Metro

Copper heiress leaves $34M to nurse in will

A Brooklyn private nurse who was randomly assigned 20 years ago to care for eccentric Manhattan mega-heiress Huguette Clark now will inherit up to a stunning $34 million from Clark’s $400 million estate — plus her dolls, it was revealed yesterday.

Clark, who died last month at age 104 at Beth Israel Medical Center after decades spent willingly in Manhattan hospitals, also left up to $14 million to her goddaughter — and $500,000 apiece to her lawyer and accountant, who remain under criminal investigation for their handling of her finances, according to the last-will-and-testament signed in 2005 by the copper-mining heiress.

But the daughter of notorious Sen. William Clark of Montana — once America’s second-richest man — didn’t leave a single, red cent to any of her surviving, distant relatives.

READ THE WILL

Clark’s nurse, Hadassah Peri, was assigned to care for the uber-rich recluse at random by a nursing agency in 1991, and since then had spent more time with her than anyone else, becoming a “friend and loyal companion,” according to the seven-page will, filed yesterday in Manhattan’s Surrogate’s Court.

Peri will receive an estimated $33.6 million from Clark’s estate after the payment of estate taxes, according to John Dadakis, a lawyer who filed the will.

Peri also will receive Clark’s large collection of dollhouses, dolls and doll clothing, including many valuable antique ones, which she avidly acquired during the decades when the public forgot her once-famous name.

In a statement to The Post, Peri said, “I saw Madame Clark virtually every day for the 20 years. I was her private duty nurse but also her close friend. I knew her as a kind and generous person, with whom I shared many wonderful moments and whom I loved very much.”

“I am profoundly sad at her passing, awed at the generosity she has shown me and my family, and eternally grateful,” Peri said.

“Just as Madame Clark demonstrated kindness toward others in her actions, so, too, will I and my family devote a substantial portion of this bequest toward making the world a better place for all people.”

Clark’s god-daughter, Wanda Styka, the daughter of late Polish painter Tade Styka, will receive an estimated $14 mllion.

Peri and Styka’s inheritance, cash distributions to other individuals, $1 million to Beth Israel, and an estimated $44 million in estate taxes will be funded with the planned sales of her massive, 42-room Fifth Avenue apartment and her 52-acre estate in New Canaan, Conn., Dadakis said.

The bulk of Clark’s fortune — an estimated $275 million — was left to establish an arts foundation, the Bellosguardo Foundation, at her 24-acre Santa Barbara, Calif., estate — which she hadn’t visited in 50 years.

That foundation and museum in the 21,000-square-foot mansion there will house most of her art collection, which includes pieces by Renoir, John Singer Sargent and William Merritt Chase, music instruments including a Stradivarius violin and rare books.

The Corcoran Gallery of Art in Washington, DC — which has an entire wing named after Clark’s father — will receive a 1907 painting by Claude Monet, part of his renowned “Water Lilies” series.

That painting, which has not been seen in public since 1925, is valued at between $20 million and $25 million.

Clark’s lawyer and accountant — both of whom she called her “friend” in the will — each will receive $500,000.

The lawyer, Wallace Bock, and accountant, convicted sex offender Irving Kamsler of The Bronx, also were named as executors of Clark’s will, which the heiress signed and initialed in her long-time room at Beth Israel, where she was registered under a fake name, with phony next-of-kin listed in hospital records.

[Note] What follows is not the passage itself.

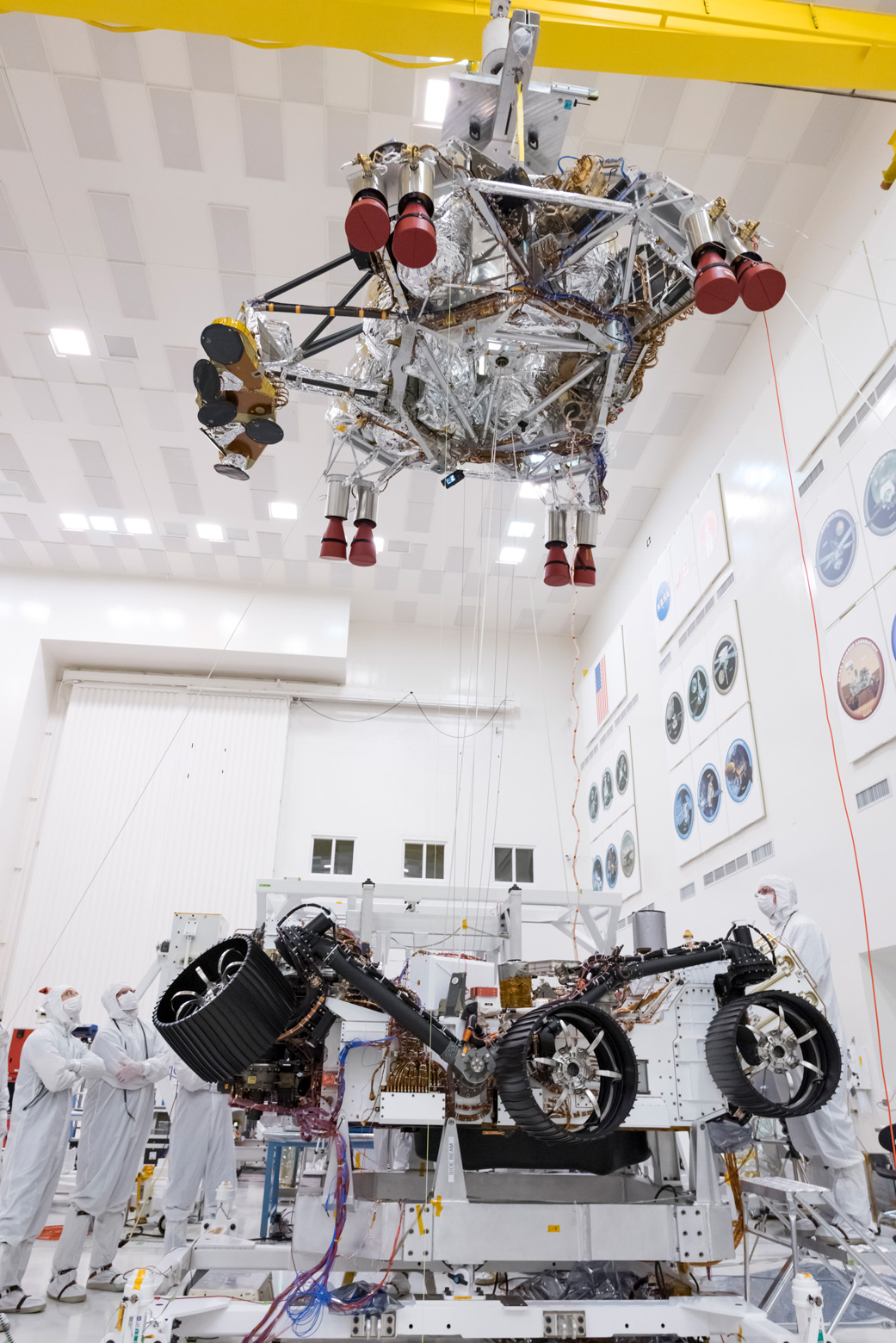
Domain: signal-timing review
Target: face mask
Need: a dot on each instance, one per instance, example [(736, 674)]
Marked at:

Several of Clark’s actual relatives last year unsuccessfully petitioned a Manhattan court to appoint a guardian for her after questions about the handling of her assets by Bock and Kamsler were raised by MSNBC.com and The Post.

Although that bid failed, both men remain the subject of a pending criminal inquiry by the Manhattan District Attorney’ office. Both have denied any wrongdoing.

In her will, Clark, who had no children, and whose sister died childless, specifically excluded descendants of her long-dead half-siblings or other distant relatives from getting anything from her vast estate.

“I intentionally make no provision in this my Last Will and Testament for any members of my family, whether on my paternal or maternal side, having had minimal contacts with them over the years,” Clark wrote in her will.

“The persons and institutions named herein as beneficiaries of my Estate are the true objects of my bounty,” wrote Clark.

Thomas Goldberg, a lawyer for Clark’s relatives, had no comment.

Clark left $500,000 to her “assistant and friend,” Christopher Sattler, and $100,000 to “my physician and friend, Dr. Henry Singman,” the will said.

Dadakis, who chairs Holland & Knight’s Private Wealth Services group in New York, which filed the will in Surrogate Court said, “Despite her substantial wealth stemming from the same gilded age that produced the Rockefellers, Astors and Vanderbilts, Huguette Clark lived a remarkably quiet and understated life.”

“Her final will reflects that modesty, as well as her great generosity and empathy for those who took care of her in her later decades.”